BRIEF DESCRIPTION OF DRAWINGS

[0007] The above and other features, aspects and advantages of the subject matter will be better understood with regard to the following description and accompanying drawings, where:

[0008] Figure 1 illustrates system architecture for implementing a NAND flash controller in a conventional single host computing system.

[0009] Figure 2 illustrates system architecture for implementing a multi-host NAND flash controller in a multi-host computing system, according to an embodiment of the present subject matter.

[00010] Figure 3 illustrates a block diagram representing components of the multi-host NAND flash controller for the multi-host computing system, according to an embodiment of the present subject matter.

[00011] Figure 4 illustrates an exemplary method for sharing a NAND flash device through a NAND flash controller in a multi-host computing system, according to an embodiment of the present subject matter.

DETAILED DESCRIPTION
[00012] The present subject matter relates to a flash controller for multi-host computing systems running multiple operating systems. In one implementation, the flash controller is a NAND flash controller configured to allow sharing of NAND flash devices between multiple host processors.

[00013] Computing systems, such as laptops, netbooks, workstations, and desktop computers have nowadays become an essential part of a user's life. A user may use the computing systems for various purposes, such as to prepare and edit various documents, play music files, and watch videos. The documents, the music files, and the videos are generally stored on mass storage devices, such as hard disks and flash based memory devices connected to the computing systems. The flash based memory devices may be, for example, NAND flash devices, such as USB based flash drives and SD based memory cards. The NAND flash devices are non volatile devices which can be electronically erased and programmed and generally used for data storage and data transfer purposes between computing systems and various media devices. The NAND flash devices are based on NAND flash memory which stores data in group of memory cells generally made from floating gate transistors.

[00014] Further, the NAND flash devices are accessed as block devices similar to hard disk. A NAND flash device typically consists up to 8K blocks and each block consists of pages for storing data. Each time some data needs to be stored in the NAND flash device an erase cycle needs to be performed on the NAND flash device. Thus, if a word needs to be replaced in a given page, the entire block where the word exists needs to be erased first and then the corresponding word is written in the page. Further, latest NAND flash devices are organized in the form of multiple Logic Units (LUNs) such that operations are performed concurrently on each LUN thus improving overall performance of the NAND flash devices.

[00015] Conventional computing systems typically include a NAND flash controller for interfacing the NAND flash devices with the computing systems.
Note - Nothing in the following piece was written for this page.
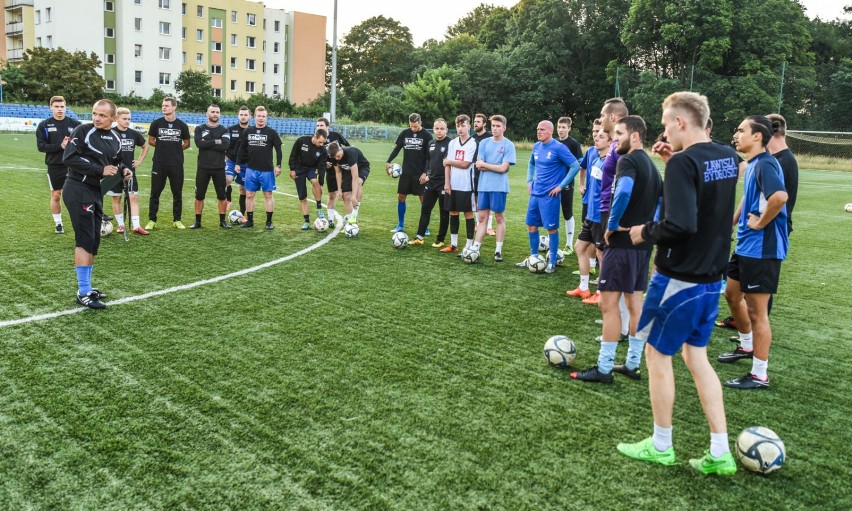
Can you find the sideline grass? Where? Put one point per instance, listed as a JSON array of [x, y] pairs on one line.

The NAND flash controller is typically connected to a central processing unit, also known as host processor, of the computing system. The host processor may be understood as the component of a computing system provided for carrying out the computing system's functions. The host processor generally includes an operating system and softwares, known as system drivers, such as flash drivers for interacting with and controlling the NAND flash controller and in turn the NAND flash devices. The NAND flash driver interacts with the NAND flash controller to provide operational commands, such as write command and read command to the NAND flash controller for either writing data in or reading data from the NAND flash devices.

[00016] Typically, the NAND flash controller works with a single host processor and operates on predefined protocols. Figure 1 illustrates a conventional computing system 100 implementing a NAND flash controller 102. The computing system 100 includes an operating system (OS) 104 that interacts with the NAND flash controller 102 through a flash driver 106 for reading data from or writing data in NAND flash device(s) 108. Further, the OS 104 includes file system drivers 110 that allow host applications 112 running on the OS 104 to interact with the storage device, such as the NAND flash devices 108.

[00017] However, since the NAND flash devices 108 are block devices, thus the file system drivers 110 of common file systems such as NTFS, FAT32 or EXT3 are not able to interact directly with the NAND flash devices 108. The file system drivers 110 typically consider the NAND flash devices 108 as hard disk drives and thus use logical block addressing (LBA) format to access the NAND flash devices 108. Therefore, when the host application 112 running on the OS 104 wants to access some data stored on the NAND flash devices 108, the file system drivers 110 provide a read command and address of the data, in LB A format, to the flash driver 106.

[00018] The flash driver 106, based on the read command and the address in the LB A format, accesses the NAND flash devices 108 through a NAND I/O bus 114 and reads the required data. For the purpose, the flash driver 106 typically includes a flash translation layer (FTL) 116 and a memory technology driver (MTD) 118. The FTL 116 is configured to translate address from the LBA format to a physical address format used by the NAND flash devices 108 to store data. Address translation by the FTL 116 generally includes mapping algorithms and tables, wear leveling, and bad block management etc.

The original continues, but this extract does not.